Nvidia introduces DGX GH200 AI supercomputer with 1 exaFLOPS performance

Training AI requires extremely powerful hardware. It was not only for these purposes that the company developed Nvidia new supercomputers DGX GH200. It uses the powerful Nvidia GH200 Grace Hopper Superchip and Nvidia NVLink Switch System. This allows the entire DGX GH200 system to appear as one big unit, while with the previous generation, a maximum of 8 chips could be connected via NVLink without performance penalty. The data throughput through NVLink is increased by 48x, which means that the result is a massive supercomputer for the development of AI systems that offers users the same ease of programming as if it were a single GPU.

Nvidia DGX GH200

Grace Hopper Superchip it has 72 ARM Neoverse V2 cores in the CPU part (Grace CPU), each of which has 64 KB of instruction and 64 KB of data L1 cache, and each core is also equipped with 1 MB of L2 cache. As for the L3 cache, it is shared and its capacity is 117 MB. LPDDR5X memory with a throughput of up to 512 GB/s is used, its capacity can reach 480 GB. It is possible to create 4 PCIe Gen5 x16 connections per processor.

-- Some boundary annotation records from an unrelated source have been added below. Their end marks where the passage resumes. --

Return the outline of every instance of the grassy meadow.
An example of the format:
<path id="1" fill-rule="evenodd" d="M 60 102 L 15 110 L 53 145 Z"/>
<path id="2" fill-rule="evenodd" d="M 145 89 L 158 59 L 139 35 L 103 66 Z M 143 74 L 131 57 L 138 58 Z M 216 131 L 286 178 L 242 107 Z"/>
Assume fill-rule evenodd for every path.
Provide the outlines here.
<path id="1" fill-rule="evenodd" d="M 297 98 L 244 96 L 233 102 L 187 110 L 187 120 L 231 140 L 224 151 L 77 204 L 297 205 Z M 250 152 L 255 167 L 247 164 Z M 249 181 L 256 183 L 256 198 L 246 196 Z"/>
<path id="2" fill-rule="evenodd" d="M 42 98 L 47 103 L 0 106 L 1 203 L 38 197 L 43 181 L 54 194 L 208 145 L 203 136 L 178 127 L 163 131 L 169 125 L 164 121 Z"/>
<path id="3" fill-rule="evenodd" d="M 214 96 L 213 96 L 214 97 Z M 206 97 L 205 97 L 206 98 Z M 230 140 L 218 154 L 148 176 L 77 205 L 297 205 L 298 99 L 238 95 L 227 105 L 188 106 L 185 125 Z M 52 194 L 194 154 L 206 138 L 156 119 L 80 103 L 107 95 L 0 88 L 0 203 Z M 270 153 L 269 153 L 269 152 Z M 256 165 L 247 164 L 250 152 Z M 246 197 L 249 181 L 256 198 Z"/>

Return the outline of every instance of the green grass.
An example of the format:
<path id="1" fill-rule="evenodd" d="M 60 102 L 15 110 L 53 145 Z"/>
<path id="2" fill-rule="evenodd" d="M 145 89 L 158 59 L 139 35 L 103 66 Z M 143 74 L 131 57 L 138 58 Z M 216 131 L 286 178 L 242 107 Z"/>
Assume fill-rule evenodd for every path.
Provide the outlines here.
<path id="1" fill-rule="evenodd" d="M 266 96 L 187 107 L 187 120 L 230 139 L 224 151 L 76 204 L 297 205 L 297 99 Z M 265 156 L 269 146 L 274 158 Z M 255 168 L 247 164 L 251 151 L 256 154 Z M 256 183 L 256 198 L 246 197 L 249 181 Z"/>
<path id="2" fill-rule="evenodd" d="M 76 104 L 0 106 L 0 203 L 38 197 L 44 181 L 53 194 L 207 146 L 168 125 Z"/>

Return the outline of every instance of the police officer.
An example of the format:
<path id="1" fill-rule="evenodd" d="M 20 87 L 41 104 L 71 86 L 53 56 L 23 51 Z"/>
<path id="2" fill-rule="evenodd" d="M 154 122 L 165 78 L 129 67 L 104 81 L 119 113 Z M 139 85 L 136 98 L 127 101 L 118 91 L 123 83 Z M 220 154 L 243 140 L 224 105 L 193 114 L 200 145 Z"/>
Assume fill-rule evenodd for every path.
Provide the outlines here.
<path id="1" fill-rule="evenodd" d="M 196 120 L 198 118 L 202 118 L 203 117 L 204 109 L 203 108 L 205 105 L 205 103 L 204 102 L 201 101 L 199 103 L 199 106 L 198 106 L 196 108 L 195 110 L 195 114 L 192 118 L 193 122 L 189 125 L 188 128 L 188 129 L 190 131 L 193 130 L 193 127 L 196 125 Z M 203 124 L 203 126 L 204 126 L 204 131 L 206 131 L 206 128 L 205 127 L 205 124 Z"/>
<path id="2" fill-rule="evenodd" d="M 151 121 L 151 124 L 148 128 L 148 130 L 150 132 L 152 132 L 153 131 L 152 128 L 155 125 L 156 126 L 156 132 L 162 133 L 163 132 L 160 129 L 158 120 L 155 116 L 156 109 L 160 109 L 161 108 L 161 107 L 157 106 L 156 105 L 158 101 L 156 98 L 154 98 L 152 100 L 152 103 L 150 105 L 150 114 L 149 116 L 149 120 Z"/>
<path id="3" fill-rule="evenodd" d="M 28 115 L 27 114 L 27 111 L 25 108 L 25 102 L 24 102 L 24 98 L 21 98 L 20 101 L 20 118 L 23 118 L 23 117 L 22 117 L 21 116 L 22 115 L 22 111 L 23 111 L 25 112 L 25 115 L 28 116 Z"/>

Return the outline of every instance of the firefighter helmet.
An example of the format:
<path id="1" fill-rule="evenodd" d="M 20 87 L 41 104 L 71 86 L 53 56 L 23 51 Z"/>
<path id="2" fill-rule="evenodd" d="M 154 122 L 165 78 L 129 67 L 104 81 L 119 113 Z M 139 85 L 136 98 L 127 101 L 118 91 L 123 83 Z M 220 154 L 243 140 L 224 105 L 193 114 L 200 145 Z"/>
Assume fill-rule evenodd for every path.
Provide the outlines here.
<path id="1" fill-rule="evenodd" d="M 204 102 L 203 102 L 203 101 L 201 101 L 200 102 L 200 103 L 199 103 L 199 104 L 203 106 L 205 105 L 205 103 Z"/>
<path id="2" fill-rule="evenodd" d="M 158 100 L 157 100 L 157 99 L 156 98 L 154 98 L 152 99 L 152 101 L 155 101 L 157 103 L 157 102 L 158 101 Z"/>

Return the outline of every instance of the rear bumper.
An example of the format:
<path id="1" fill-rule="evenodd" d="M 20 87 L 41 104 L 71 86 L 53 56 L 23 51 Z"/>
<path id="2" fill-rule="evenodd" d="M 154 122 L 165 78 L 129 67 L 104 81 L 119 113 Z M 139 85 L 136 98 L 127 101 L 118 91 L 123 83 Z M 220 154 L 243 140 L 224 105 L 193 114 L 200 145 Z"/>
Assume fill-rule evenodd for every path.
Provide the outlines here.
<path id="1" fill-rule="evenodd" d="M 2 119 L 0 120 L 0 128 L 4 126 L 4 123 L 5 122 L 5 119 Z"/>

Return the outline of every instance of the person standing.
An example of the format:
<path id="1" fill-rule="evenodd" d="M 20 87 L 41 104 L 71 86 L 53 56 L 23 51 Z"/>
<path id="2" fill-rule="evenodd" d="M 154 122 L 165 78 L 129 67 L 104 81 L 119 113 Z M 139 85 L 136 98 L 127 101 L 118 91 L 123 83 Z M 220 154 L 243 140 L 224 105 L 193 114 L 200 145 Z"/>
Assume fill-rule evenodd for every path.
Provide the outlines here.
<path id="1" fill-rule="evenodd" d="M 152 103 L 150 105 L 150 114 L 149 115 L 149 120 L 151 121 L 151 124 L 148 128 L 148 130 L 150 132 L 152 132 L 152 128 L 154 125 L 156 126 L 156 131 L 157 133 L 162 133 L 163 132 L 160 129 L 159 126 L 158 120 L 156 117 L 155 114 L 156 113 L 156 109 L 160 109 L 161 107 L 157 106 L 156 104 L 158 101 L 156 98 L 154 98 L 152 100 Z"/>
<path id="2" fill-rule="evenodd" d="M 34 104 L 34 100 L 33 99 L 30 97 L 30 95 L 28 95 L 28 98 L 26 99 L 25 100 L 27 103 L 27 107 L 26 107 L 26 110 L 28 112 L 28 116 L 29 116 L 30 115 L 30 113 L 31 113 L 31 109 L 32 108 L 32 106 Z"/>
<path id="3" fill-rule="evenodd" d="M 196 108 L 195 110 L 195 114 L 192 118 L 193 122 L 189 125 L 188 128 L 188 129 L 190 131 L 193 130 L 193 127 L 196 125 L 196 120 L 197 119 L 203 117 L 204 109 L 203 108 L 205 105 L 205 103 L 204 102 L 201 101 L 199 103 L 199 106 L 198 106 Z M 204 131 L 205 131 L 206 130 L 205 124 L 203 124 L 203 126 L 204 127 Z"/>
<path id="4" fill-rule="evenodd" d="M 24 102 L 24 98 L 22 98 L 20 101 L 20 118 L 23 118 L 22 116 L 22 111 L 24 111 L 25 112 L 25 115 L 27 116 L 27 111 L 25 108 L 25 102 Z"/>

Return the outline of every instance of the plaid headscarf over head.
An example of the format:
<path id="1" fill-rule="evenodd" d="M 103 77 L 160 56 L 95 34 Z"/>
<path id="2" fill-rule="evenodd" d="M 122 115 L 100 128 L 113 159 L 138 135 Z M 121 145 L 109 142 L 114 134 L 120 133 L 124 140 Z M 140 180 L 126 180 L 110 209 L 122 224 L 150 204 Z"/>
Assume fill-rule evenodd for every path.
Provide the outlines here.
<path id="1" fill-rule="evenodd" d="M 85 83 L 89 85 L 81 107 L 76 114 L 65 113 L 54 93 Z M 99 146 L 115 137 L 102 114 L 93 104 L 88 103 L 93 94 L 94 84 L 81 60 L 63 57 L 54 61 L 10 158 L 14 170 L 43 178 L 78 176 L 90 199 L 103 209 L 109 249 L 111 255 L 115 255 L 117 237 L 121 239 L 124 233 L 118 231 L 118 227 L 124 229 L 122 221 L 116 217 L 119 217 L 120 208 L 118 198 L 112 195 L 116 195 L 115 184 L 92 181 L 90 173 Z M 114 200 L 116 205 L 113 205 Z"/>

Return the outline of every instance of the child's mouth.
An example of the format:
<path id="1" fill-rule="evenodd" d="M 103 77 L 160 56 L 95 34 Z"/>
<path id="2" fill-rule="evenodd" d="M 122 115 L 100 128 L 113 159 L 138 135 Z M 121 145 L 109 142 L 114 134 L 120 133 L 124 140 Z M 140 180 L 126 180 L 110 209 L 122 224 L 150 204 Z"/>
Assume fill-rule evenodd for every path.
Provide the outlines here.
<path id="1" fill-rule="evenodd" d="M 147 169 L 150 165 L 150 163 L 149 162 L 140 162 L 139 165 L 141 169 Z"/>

The GPU part of this superchip (Hopper H100 GPU) manages to achieve 67 TFLOPS in FP32, 494 TFLOPS in TF32 Tensor Core, 1979 TFLOPS in FP8 (3958 TFLOPS using sparse matrices). Here we have up to 96 GB of HBM3 memory with a throughput of 4 TB/s, which surpasses desktop cards like the RTX 4090 by more than 3 times. NVLink-C2C between GPU and CPU achieves a throughput of 900 GB/s. Nvidia says that this is a 7 times faster connection than using the PCIe bus, and all this at a fifth of the consumption of the communication interface. The TDP of the superchip (CPU+GPU+Memory) is programmable between 450 and 1000 W. All this will increase the AI ​​training speed by 9 times, AI algorithm processing by 30 times compared to the previous generation.

And now back to the DGX GH200 supercomputer. It can connect up to 256 of these superchips, which brings a huge performance of 1 exaFLOPS. The supercomputer can be equipped with up to 144 TB of shared memory (480 GB from the CPU + 96 GB from the GPU, all 256 times). The first companies and projects to have access to the DGX GH200 will be Google Cloud, Meta and Microsoft. Nvidia will also build one supercomputer for itself and use it for development and for its own development teams. It will be called Nvidia Helios, which will consist of 4 DGX GH200 supercomputers at once. These will be connected via the Nvidia Quantum-2 InfiniBand bus. The result will be 1024 Grace Hopper Superchips.


Source: Svět hardware by www.svethardware.cz.

*The article has been translated based on the content of Svět hardware by www.svethardware.cz. If there is any problem regarding the content, copyright, please leave a report below the article. We will try to process as quickly as possible to protect the rights of the author. Thank you very much!

*We just want readers to access information more quickly and easily with other multilingual content, instead of information only available in a certain language.

*We always respect the copyright of the content of the author and always include the original link of the source article.If the author disagrees, just leave the report below the article, the article will be edited or deleted at the request of the author. Thanks very much! Best regards!